Football et géopolitique : Infantino remet en question l’exclusion de la Russie et secoue l’ordre établi
Libreville, Jeudi 5 Février 2026 (Infos Gabon) – Le débat que beaucoup pensaient figé refait surface au sommet du football mondial.
Quatre ans après la mise à l’écart de la Russie des compétitions internationales, le président de la FIFA, Gianni Infantino, a tenu des propos qui relancent frontalement la controverse sur l’efficacité des sanctions sportives liées aux conflits géopolitiques.
Dans un entretien accordé à la chaîne britannique Sky News, le patron de l’instance mondiale du football a exprimé un regard critique sur l’exclusion des équipes et clubs russes, décidée en 2022 à la suite de l’invasion de l’Ukraine. Une position qui marque une inflexion notable dans le discours officiel de la FIFA.
Une sanction jugée inefficace
Selon Gianni Infantino, la suspension de la Russie n’a pas produit les effets escomptés. Bien au contraire, elle aurait contribué à alimenter un climat de frustration sans faire avancer la résolution du conflit.
« Cette exclusion n’a rien apporté. Elle n’a fait que générer davantage de colère et de ressentiment », a-t-il déclaré à Sky News, estimant que le football ne devrait pas être utilisé comme un outil de punition collective.
Le président de la FIFA a notamment insisté sur l’impact humain de ces décisions, évoquant les jeunes joueurs russes privés de compétitions internationales. « Permettre aux filles et aux garçons russes de jouer ailleurs en Europe serait une bonne chose », a-t-il ajouté, plaidant pour une approche qu’il juge plus inclusive.
Vers un changement des règles ?
Au-delà du cas russe, Gianni Infantino va plus loin en suggérant une réflexion de fond sur les règlements de la FIFA. Selon lui, l’instance devrait envisager de se doter de règles empêchant l’exclusion d’un pays en raison des décisions politiques de ses dirigeants.

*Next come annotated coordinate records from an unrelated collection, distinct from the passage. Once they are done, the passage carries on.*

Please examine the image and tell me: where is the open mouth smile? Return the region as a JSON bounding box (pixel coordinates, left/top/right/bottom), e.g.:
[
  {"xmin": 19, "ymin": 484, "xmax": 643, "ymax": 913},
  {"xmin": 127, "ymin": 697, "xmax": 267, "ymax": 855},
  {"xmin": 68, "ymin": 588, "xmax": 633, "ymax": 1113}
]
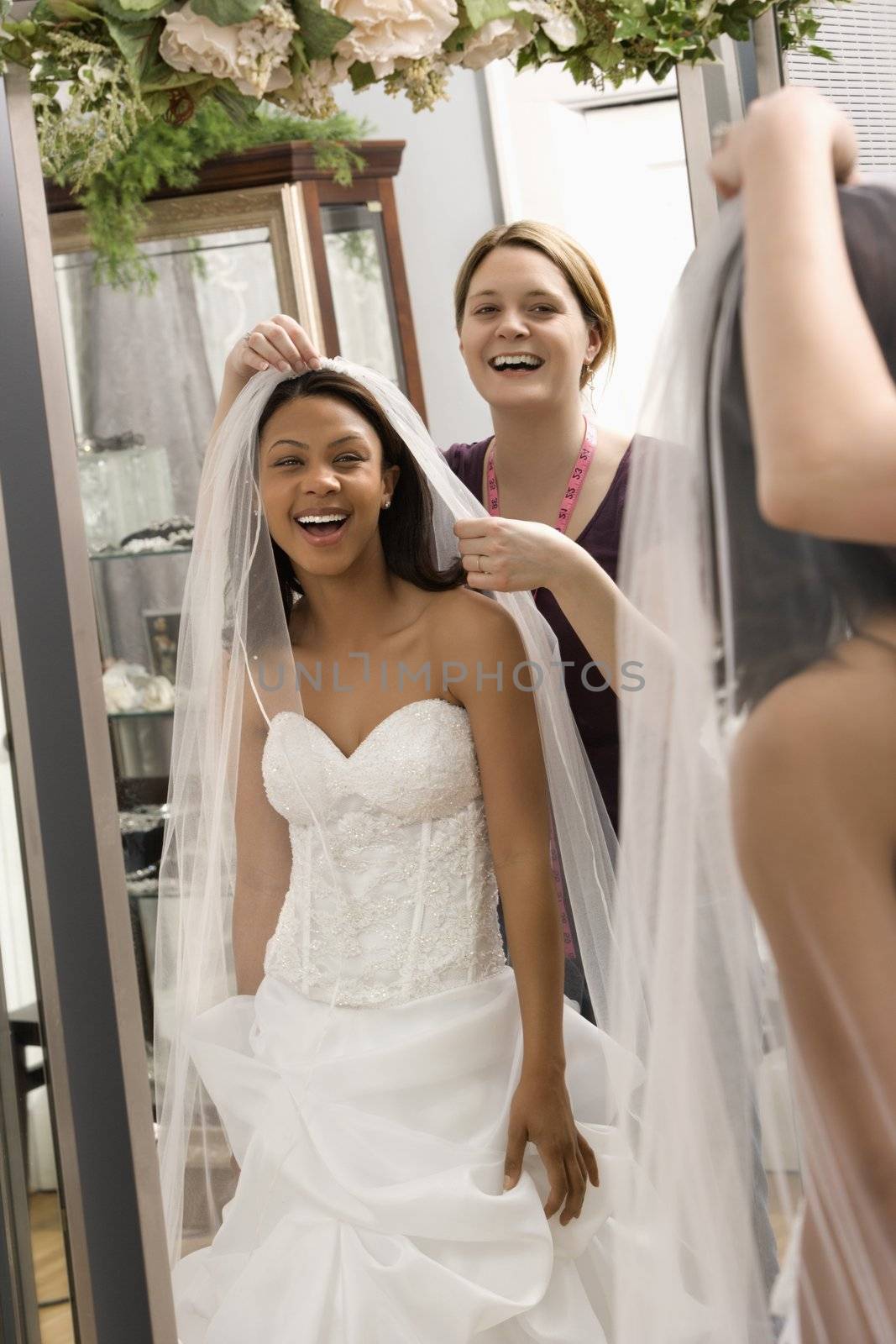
[
  {"xmin": 489, "ymin": 351, "xmax": 544, "ymax": 376},
  {"xmin": 293, "ymin": 509, "xmax": 349, "ymax": 546}
]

« En réalité, aucun pays ne devrait être interdit de football pour des actes commis par ses responsables politiques », a-t-il affirmé, toujours selon Sky News.

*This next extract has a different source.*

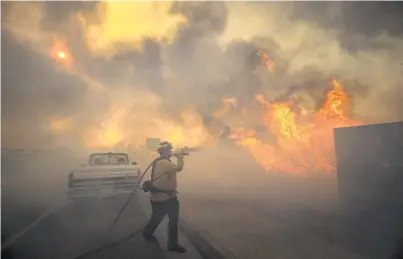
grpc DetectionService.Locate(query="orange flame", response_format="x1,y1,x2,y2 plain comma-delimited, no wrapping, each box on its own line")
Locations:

Une déclaration lourde de sens, qui remet en question un principe appliqué non seulement à la Russie, mais aussi à d’autres nations par le passé, et qui pourrait rebattre les cartes de la gouvernance sportive internationale.
Un possible retour des clubs russes sur la scène européenne
Si cette orientation devait se concrétiser, elle ouvrirait la voie à un retour progressif des clubs russes dans les compétitions continentales. Des équipes historiques comme le CSKA Moscou ou le Dynamo Moscou, absentes depuis 2022, pourraient ainsi retrouver les terrains européens, bouleversant un équilibre sportif et politique fragile.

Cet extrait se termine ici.